[ClusterLabs] IPaddr2 works for 12 seconds then stops

Thu Oct 11 13:25:52 EDT 2018

I'm adding a VIP to my active/active two node cluster using IPaddr2. 
These are on updated CentOS 7.5 machines.

When I bring up the IP, I'm able to ping it from an external machine for 
about 12 seconds and then I get no further responses. This happens each 
time I restart the VIP clone.

I can bring up the IP as a static alias IP on either of the two servers 
and it works fine; I.E., I can then ping it from my external server 
continuously. It's only when I try to cluster the IP that I have the issue.

For the 12 second window it *does* work in, it appears as though it 
works only on one of the two servers (and always the same one). My 
twelve seconds of pings runs continuously then stops; while attempts to 
hit the Web server works hit or miss depending on my source port (I'm 
using sourceip-sourceport). I.E., as if anything that would be handled 
by the other server isn't making it through. But after the 12 seconds 
neither server responds to the requests against the VIP (but they do 
respond fine to their own static IPs at all times).
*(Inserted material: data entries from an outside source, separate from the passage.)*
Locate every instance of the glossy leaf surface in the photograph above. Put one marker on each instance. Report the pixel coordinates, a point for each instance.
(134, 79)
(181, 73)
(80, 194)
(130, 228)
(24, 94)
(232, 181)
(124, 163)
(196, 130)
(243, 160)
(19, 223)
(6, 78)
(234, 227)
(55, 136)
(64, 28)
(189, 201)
During the 12 seconds that it works I get these in the logs of the 
server that *is* responding:

Oct 11 12:17:43 node2 kernel: ipt_CLUSTERIP: unknown protocol 1
Oct 11 12:17:44 node2 kernel: ipt_CLUSTERIP: unknown protocol 1
Oct 11 12:17:45 node2 kernel: ipt_CLUSTERIP: unknown protocol 1

Looking at the CLUSTERIP rules created, they *seem* to be ok to me (I 
also tried shutting down the cluster and setting up the rules/adding the 
IP "by hand" with the same results):

[root at node2 ~]# iptables -L -n | grep -i cluster
CLUSTERIP  all  --  0.0.0.0/0            192.168.120.101       CLUSTERIP 
hashmode=sourceip-sourceport clustermac=01:00:5E:5C:4B:8A total_nodes=2 
local_node=2 hash_init=0
[root at colovs2 ~]# cat /proc/net/ipt_CLUSTERIP/192.168.120.101
2

[root at node1 ~]# iptables -L -n | grep -i cluster
CLUSTERIP  all  --  0.0.0.0/0            192.168.120.101       CLUSTERIP 
hashmode=sourceip-sourceport clustermac=01:00:5E:5C:4B:8A total_nodes=2 
local_node=1 hash_init=0
[root at node1 ~]# cat /proc/net/ipt_CLUSTERIP/192.168.120.101
1

Above was with a MAC that I forced into my VIP setup (see below), but I 
also tried with no MAC address provided (using the IPaddr2 default) with 
the same result.

The logs just seem to note the initialization with (apparently) nothing 
else interesting:

[root at node1 corosync]# cat /var/log/messages | grep -i ipaddr2
Oct 11 12:44:31 node1 IPaddr2(VIP:0)[105006]: INFO: Adding inet address 
192.168.120.101/24 with broadcast address 192.168.120.255 to device bond0
Oct 11 12:44:31 node1 IPaddr2(VIP:0)[105006]: INFO: Bringing device bond0 up
Oct 11 12:44:31 node1 IPaddr2(VIP:0)[105006]: INFO: 
/usr/libexec/heartbeat/send_arp -i 200 -c 5 -p 
/var/run/resource-agents/send_arp-192.168.120.101 -I bond0 -m 
01005e5c4b8a 192.168.120.101

And then:

[root at node1 corosync]# ip addr show bond0
10: bond0: <BROADCAST,MULTICAST,MASTER,UP,LOWER_UP> mtu 1500 qdisc 
noqueue state UP group default qlen 1000
     link/ether 14:18:77:32:e3:d4 brd ff:ff:ff:ff:ff:ff
     inet 192.168.120.80/24 brd 192.168.120.255 scope global bond0
        valid_lft forever preferred_lft forever
     inet 192.168.120.101/24 brd 192.168.120.255 scope global secondary 
bond0
        valid_lft forever preferred_lft forever
     inet6 fe80::1618:77ff:fe32:e3d4/64 scope link
        valid_lft forever preferred_lft forever

Finally:

[root at node1 corosync]# pcs resource show VIP-clone
  Clone: VIP-clone
   Meta Attrs: clone-max=2 clone-node-max=2 globally-unique=true 
interleave=true
   Resource: VIP (class=ocf provider=heartbeat type=IPaddr2)
    Attributes: cidr_netmask=24 ip=192.168.120.101 nic=bond0 
clusterip_hash=sourceip-sourceport mac=01:00:5e:5c:4b:8a
    Meta Attrs: resource-stickiness=0
    Utilization: weight=100
    Operations: monitor interval=10 timeout=20 (VIP-monitor-interval-10)
                start interval=0s timeout=20s (VIP-start-interval-0s)
                stop interval=0s timeout=20s (VIP-stop-interval-0s)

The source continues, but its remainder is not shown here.